Oops. Manufacturing the K6 in high volumes has turned out to be yet another sobering challenge for AMD. Over the past two quarters, snafus in the process of layering silicon and chemicals has resulted in too few chips that are up to snuff. Analysts estimate that less than 50% of K6 chips etched onto each wafer of silicon pass muster, compared with an estimated 61% for Intel's Pentium MMX chips. What's more, those that do work are not as speedy as AMD had hoped, which means they sell for less money. Sanders is contrite. "We're behind on our learning curve," he says. "Ergo, a wider loss."
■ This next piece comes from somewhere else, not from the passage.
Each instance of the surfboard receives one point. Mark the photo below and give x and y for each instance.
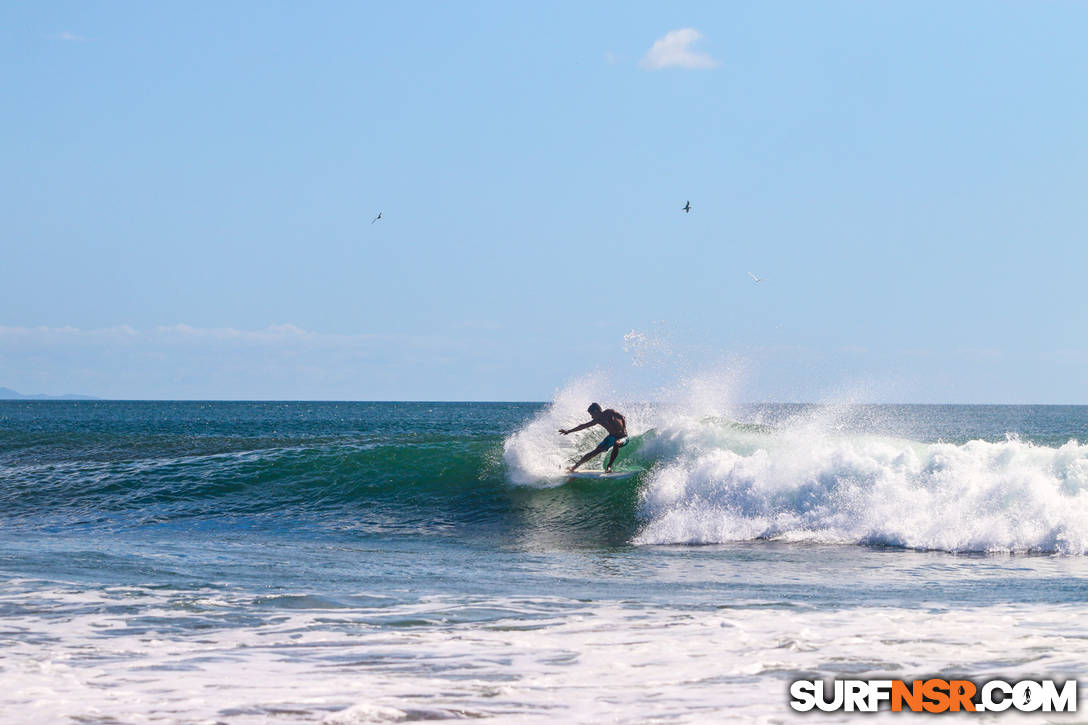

Indeed, AMD lost $38 million in the third quarter ended Sept. 28. Its stock, once buoyed by investor optimism over the K6's prospects, is now trading at 22, less than half its 52-week high of 48 1/2 last March. "AMD is exhibiting frightening incompetence," says Peter Christy, president of researcher Micro Design Resources.
Complicating the Sunnyvale, (Calif.) chipmaker's situation, Intel has slashed its own prices on Pentiums by up to 58%--and a lot faster than AMD expected. That has collapsed the price umbrella that AMD hoped would let it reap big profits off chips it sells for 25% less than Intel's.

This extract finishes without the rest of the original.